In a Normalised ontology, there is a set of agreed object properties, and, when adding a new class, the ontologist need only explore such object properties and add the due restrictions to the new class. The process resembles the description of an object by filling a form. Therefore the modelling is principled as every developer “fills the same form”. The principled modelling allows to split the work between many developers. This modelling process also results in a modular ontology, as to extend the ontology with a new module, it is only necessary to add a new defined class. Defined classes, or modules, can be regarded as different “views” upon the same collection of objects (e.g. cell by function, cell by organism, cell by ploidy, cell by nuclear number, etc.).
To enable the inference of the polyhierarchy by the reasoner, many axioms need to be added. Such a rich axiomisation is beneficial because it makes the modelling explicit; the reasoner and other users know why a class is a subclass of another class, as this relation is the result of both having a common condition, rather than the manual assertion of the subsumption relationship. For example, if we assert that leptomemingeal cell is a secretory cell, other users and most importantly the reasoner do not know why it is a secretory cell (a biologist may deduce the reason from the term names, but term names are completely useless for reasoners). However, if we assert that leptomemingeal cell has_function some ECM_secretion, it is clear why it has been classified as a subclass of secretory cell (which is equivalentTo has_function some secretion, and ECM secretion is a subClassOf secretion).

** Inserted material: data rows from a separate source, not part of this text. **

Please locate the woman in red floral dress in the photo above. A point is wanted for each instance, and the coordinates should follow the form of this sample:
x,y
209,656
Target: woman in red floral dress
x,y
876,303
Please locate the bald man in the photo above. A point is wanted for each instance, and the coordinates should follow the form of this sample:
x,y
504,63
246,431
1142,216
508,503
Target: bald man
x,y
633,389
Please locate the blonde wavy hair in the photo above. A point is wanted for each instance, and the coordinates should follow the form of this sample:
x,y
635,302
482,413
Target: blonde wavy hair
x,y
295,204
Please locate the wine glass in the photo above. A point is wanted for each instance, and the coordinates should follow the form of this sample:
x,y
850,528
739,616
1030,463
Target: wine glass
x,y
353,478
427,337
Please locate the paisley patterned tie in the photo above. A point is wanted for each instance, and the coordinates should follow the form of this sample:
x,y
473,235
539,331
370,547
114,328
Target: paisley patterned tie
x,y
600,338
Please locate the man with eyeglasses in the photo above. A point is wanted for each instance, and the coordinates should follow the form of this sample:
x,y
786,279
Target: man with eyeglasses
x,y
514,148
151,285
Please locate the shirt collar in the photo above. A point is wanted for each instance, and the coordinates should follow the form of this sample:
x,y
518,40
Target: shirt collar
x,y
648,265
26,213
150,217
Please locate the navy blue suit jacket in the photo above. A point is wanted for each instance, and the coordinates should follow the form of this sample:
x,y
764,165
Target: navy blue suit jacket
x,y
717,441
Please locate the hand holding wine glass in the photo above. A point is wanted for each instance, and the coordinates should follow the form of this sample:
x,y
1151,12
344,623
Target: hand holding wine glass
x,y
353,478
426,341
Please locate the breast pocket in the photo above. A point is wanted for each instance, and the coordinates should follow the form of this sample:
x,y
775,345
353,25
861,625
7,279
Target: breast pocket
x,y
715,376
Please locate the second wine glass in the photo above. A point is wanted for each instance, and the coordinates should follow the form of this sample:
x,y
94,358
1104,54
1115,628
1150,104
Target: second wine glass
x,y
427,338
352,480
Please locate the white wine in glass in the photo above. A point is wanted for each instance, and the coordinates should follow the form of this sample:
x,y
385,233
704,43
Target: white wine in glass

Having a richer axiomisation allows to execute more complex queries against the ontology. Such axiomisation also makes automatic debugging possible (e.g. by using explanations). Having explicit wrong axioms is preferable to having implicit wrong ideas, as the reasoner will suggest a possible path for a solution.
Reasoning can be used to maintain ontologies in different ways. One of such ways is to use Normalisation, an ontology building technique that enables the automatic maintenance of polyhierarchies. Normalisation requires the addition of precise axioms for the reasoner to infer the correct subsumptions. It could be argued that Normalisation requires the same, or even more, work than the manual maintenance. However, using normalisation, the same amount of work yields several advantages (automatic maintenance and rich axiomisation), and, in the long term, manual maintenance requires more work, e.g. to fix missing subsumptions.
Normalisation is an Ontology Design Pattern (ODP), thus a best practice for building efficient and rich bio-ontologies. There are different repositories of ODPs: http://odps.sf.net/, http://ontologydesignpatterns.org.
Some OWL tutorials show how to use Normalisation in practical terms.